As a Stripe user, you might have unique business logic that you’d like to implement within Stripe. For instance, you may want to:
- Allow all payments from your call center’s IP address
- Block payments made from a location or card issued outside your country
- Review all payments greater than $1,000 that have been made with a prepaid card
Rules allow you to implement this business logic as specific actions to be taken whenever a payment matches a criteria that you define. Radar comes with some built-in rules and the ability to create more in the Dashboard.

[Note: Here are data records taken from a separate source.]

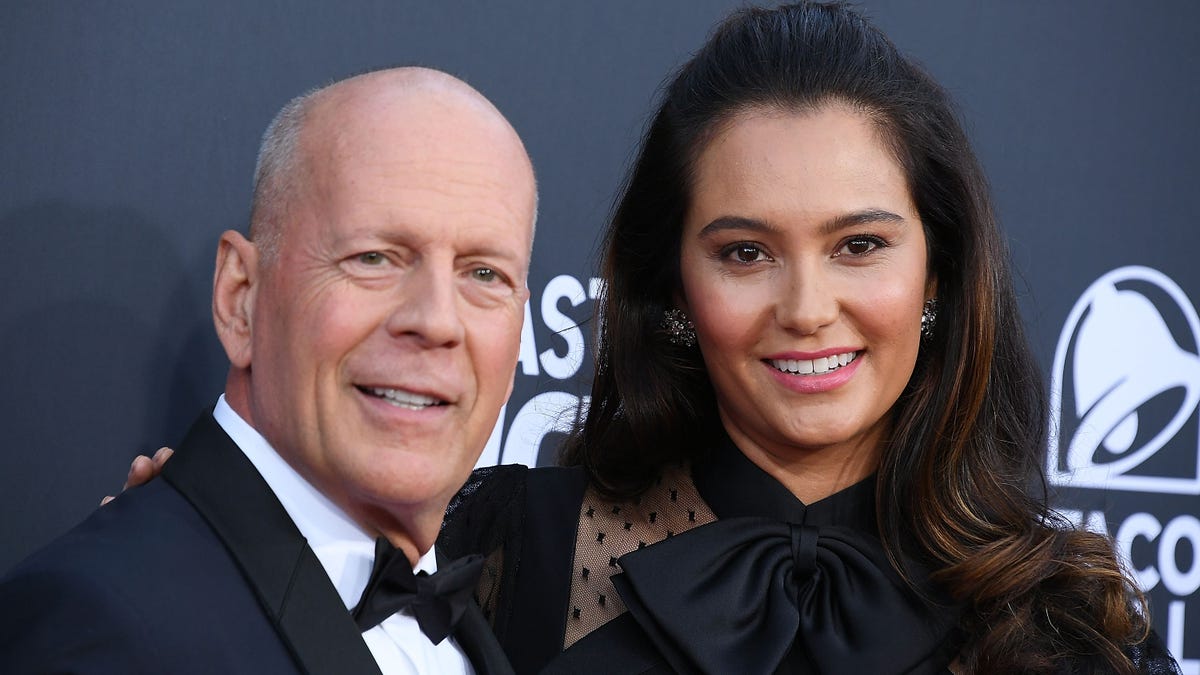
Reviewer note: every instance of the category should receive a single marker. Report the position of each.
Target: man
(372, 324)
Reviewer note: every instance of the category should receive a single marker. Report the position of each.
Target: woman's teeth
(814, 366)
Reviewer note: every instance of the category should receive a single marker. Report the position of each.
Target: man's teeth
(814, 366)
(405, 399)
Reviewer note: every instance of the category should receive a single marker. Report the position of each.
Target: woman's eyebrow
(858, 219)
(832, 226)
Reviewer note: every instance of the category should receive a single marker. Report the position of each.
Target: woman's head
(785, 126)
(796, 64)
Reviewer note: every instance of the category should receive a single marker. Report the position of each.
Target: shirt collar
(343, 549)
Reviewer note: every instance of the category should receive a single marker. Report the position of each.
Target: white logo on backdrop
(1122, 356)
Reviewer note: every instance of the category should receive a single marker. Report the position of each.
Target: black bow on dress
(754, 595)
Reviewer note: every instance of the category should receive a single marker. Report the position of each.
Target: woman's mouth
(813, 366)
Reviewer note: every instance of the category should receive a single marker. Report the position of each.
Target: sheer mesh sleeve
(486, 518)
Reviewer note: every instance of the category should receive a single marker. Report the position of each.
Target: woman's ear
(234, 286)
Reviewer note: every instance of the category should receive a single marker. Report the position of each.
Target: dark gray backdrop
(127, 136)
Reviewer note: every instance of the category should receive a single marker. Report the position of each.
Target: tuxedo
(199, 572)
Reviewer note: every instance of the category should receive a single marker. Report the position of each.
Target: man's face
(387, 327)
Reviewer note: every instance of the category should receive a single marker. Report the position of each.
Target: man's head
(373, 322)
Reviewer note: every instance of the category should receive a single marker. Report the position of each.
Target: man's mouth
(401, 398)
(814, 366)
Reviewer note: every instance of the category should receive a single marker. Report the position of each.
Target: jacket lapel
(292, 586)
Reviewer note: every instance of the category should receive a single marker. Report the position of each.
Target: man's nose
(427, 306)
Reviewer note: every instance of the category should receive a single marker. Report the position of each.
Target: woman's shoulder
(496, 500)
(1150, 657)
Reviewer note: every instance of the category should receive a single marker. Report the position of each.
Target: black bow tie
(437, 601)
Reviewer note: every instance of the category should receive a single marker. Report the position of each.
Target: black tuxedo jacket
(201, 572)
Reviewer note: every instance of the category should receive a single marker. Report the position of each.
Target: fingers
(161, 458)
(143, 470)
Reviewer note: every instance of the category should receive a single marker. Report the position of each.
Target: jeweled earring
(928, 318)
(679, 329)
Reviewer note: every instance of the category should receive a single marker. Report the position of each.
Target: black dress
(714, 569)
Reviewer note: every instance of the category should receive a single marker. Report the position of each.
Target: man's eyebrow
(832, 226)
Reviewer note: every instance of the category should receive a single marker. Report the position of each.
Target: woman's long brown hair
(960, 483)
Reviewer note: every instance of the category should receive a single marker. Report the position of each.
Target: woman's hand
(143, 470)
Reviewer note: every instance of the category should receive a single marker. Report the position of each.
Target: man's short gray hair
(277, 173)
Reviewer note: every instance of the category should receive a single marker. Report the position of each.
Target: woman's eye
(861, 245)
(745, 254)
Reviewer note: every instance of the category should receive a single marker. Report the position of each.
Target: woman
(815, 434)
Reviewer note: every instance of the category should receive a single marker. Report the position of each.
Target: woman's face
(804, 269)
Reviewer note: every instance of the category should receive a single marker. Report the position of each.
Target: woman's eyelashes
(861, 245)
(750, 252)
(743, 252)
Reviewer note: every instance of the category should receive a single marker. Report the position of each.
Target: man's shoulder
(141, 585)
(133, 532)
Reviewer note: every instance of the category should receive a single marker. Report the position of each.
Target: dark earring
(928, 318)
(679, 329)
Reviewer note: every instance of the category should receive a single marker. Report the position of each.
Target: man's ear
(234, 286)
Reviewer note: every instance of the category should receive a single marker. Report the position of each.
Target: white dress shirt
(347, 554)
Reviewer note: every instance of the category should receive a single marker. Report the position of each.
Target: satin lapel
(475, 638)
(213, 473)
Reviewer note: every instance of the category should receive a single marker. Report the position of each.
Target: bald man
(372, 323)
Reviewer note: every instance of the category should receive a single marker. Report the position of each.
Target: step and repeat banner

Radar provides a set of default rules based on the judgments of our machine learning models, which are:
Block if Stripe evaluates the payment as high risk
Payments with a high risk of fraud are blocked and not processed. This rule is enabled by default.
Review if Stripe evaluates the payment as elevated risk
By default, any payments that we suspect have an elevated risk of fraud are placed into review.
Traditional bank checks
A payment can still be successful even if the CVC or ZIP code check fails. This is because banks take many signals into account when making a decision whether to approve or decline a payment. In some cases, a bank may still approve a payment they consider legitimate even if the CVC or ZIP code verification check fails.
A failed CVC or ZIP code check can be an indication of fraud, even if the bank has approved the payment. Stripe provides CVC and ZIP code verification as built-in rules so you can block payments even if they have been approved by the bank.
Block if CVC verification fails
Payments that fail a bank or card issuer’s CVC verification check are blocked. If the CVC number is not provided, or the customer’s bank doesn’t support its verification, the rule cannot block the payment.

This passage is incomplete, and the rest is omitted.